Logarithmic fluxes (left, in erg s-1 cm-2) and full width at half maximum (right, in km s-1) of the Hα broad line emission obtained from the HST/STIS spectra compared to the results of the Palomar spectroscopic survey. The dashed line has a slope equal to one. The green symbols represent the LINERs of the sample, while the red squares are the Seyferts. NGC 1275, the ambiguous galaxy, is marked with a purple square. Empty symbols refer to the undetected BLR.

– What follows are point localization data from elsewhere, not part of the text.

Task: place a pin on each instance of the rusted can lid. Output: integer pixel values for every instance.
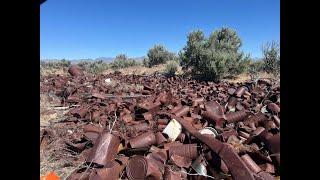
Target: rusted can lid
(137, 168)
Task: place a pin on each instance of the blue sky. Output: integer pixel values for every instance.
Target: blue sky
(77, 29)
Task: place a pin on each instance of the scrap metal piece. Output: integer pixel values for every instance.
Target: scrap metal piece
(185, 150)
(144, 140)
(209, 131)
(137, 168)
(250, 163)
(105, 148)
(173, 129)
(235, 116)
(110, 171)
(199, 166)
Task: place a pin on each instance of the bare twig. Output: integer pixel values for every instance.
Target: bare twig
(115, 119)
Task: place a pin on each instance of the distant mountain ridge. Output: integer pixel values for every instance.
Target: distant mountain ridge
(104, 59)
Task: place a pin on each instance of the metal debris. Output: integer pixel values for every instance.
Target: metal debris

5. Comparison with ground-based measurements

In Fig. 8 we compare the BLR fluxes measured from HST and ground-based spectra. We confirm the presence in the HST spectra of a broad Balmer line emission in all Seyferts but one. Their HST line fluxes, ranging from ~10-13 to ~10-11 erg s-1 cm-2, are all very similar to the ground-based measurements, typically differing by less than a factor of 1.5. The only exception is NGC 3982, the Seyfert galaxy with the largest absorbing column density in X-rays (NH ~ 4.3 × 1023 cm-2, Akylas & Georgantopoulos 2009) of the sample. Most likely, the lack of a BLR is due to nuclear obscuration. From the point of view of broad lines widths, in the right panel of Fig. 8 we compare the FWHM of the broad Hα emission line obtained from the HST and ground-based spectra. For the Seyferts, the differences are all less than 500 km s-1, with the only exception of NGC 4151. However, for this object, we show the width of the Hβ line, properly corrected4. Nonetheless, inspection of the Palomar spectrum shows that in this object the Hβ is indeed significantly broader than the Hα and in good agreement with the HST measurement.

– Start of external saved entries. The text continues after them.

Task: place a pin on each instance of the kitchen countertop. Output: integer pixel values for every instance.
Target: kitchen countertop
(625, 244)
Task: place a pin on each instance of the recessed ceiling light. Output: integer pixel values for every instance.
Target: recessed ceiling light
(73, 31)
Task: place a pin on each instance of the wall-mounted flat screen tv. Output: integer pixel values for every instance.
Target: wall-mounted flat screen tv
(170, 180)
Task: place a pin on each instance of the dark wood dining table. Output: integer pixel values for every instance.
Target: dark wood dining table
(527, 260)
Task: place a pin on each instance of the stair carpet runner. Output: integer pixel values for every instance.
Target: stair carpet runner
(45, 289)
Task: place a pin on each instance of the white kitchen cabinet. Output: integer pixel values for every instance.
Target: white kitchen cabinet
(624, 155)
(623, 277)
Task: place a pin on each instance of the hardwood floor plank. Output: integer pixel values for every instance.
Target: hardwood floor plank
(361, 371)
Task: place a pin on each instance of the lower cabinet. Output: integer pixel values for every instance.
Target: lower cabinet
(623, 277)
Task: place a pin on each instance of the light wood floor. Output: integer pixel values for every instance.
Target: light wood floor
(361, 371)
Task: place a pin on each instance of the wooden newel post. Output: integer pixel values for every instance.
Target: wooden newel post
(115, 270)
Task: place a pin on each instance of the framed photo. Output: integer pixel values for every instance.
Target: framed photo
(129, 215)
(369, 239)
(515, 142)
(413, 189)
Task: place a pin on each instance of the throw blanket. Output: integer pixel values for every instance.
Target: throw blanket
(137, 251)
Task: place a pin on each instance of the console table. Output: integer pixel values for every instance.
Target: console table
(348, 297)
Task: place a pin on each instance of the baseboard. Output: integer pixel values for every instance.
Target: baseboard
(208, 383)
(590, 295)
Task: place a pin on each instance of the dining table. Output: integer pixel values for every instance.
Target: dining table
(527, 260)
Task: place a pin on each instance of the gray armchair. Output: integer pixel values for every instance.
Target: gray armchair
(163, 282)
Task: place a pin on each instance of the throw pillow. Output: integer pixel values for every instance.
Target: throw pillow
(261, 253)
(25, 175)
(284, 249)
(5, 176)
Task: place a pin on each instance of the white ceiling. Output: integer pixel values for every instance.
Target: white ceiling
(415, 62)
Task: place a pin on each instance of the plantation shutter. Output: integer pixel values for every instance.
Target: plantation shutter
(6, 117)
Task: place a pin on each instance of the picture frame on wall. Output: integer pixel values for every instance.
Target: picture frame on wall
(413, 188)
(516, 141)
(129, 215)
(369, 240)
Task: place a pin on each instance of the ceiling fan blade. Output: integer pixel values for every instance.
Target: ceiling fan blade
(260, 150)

The situation for the LINERs is quite different. We initially concentrate on the five objects with a clear BLR. First of all their BLR are generally of lower fluxes than in Seyferts, from ~10-13 to ~10-12 erg s-1 cm-2. The spread of the ratios between HST and ground measurements for the detected sources is much larger, ranging from 0.3 to 20. All HST measurements of the FWHM are in strongly excess with respect to the ground-based data. While the ground-based data indicate widths between 1500 and 3000 km s-1, much broader lines are seen in the HST data with FWHM reaching 8000 km s-1. As explained above, we argue that the ground-based BLR detections are spurious. The genuine broad emission lines in these sources (as previously noted by Ho et al. 2000 for NGC 4203; Shields et al. 2000 for NGC 4450; and de Francesco et al. 2006 for NGC 3998) are not visible in ground-based spectra, owing to the higher continuum and narrow line fluxes.

In the galaxies without a clear BLR, the ground-based measurements are usually higher than the flux obtained from the HST data, by a factor of up to 10. Particularly instructive is the comparison between the broad Hα line derived from the ground- based data of NGC 1052, shown in Fig. 9, that indicates that the ground-based BLR is inconsistent with the data, regardless of the modeling scheme, since it exceeds the whole flux of the [N II]+Hα complex.

thumbnail Fig. 9

Broad Hα line derived from the ground based data of NGC 1052 (red Gaussian) compared to the HST spectrum.

6. On the detectability of BLR in LLAGN

In most of the LINERs we considered, the presence of a BLR is not readily visible and it is not required by the analysis of their spectra. Is the BLR really missing, or they are just too faint to be detected?

thumbnail Fig. 10

BLR luminosity against 2 AGN power estimators: the [O III] narrow line luminosity (left panel) and the intrinsic X-ray luminosity corrected for absorption in the 210 keV band (right panel). The green circles represent LINERs, the red squares are the Seyferts (empty symbols refer to the undetected BLR), the red dots are the objects from Marziani et al. (2003).

thumbnail Fig. 11

Comparison of the HST spectrum with two predicted BLR synthetic profile for NGC 1052 (left), NGC 4278 (center), and NGC 4636 (right). The blue curve represents a BLR with flux derived from the X-ray flux and a width of 6500 km s-1, conservatively reduced by a factor 10 to explore its detectability in the HST spectrum. The normalization of the red curve is derived from the [O III] flux, in this case reduced by a factor of 3.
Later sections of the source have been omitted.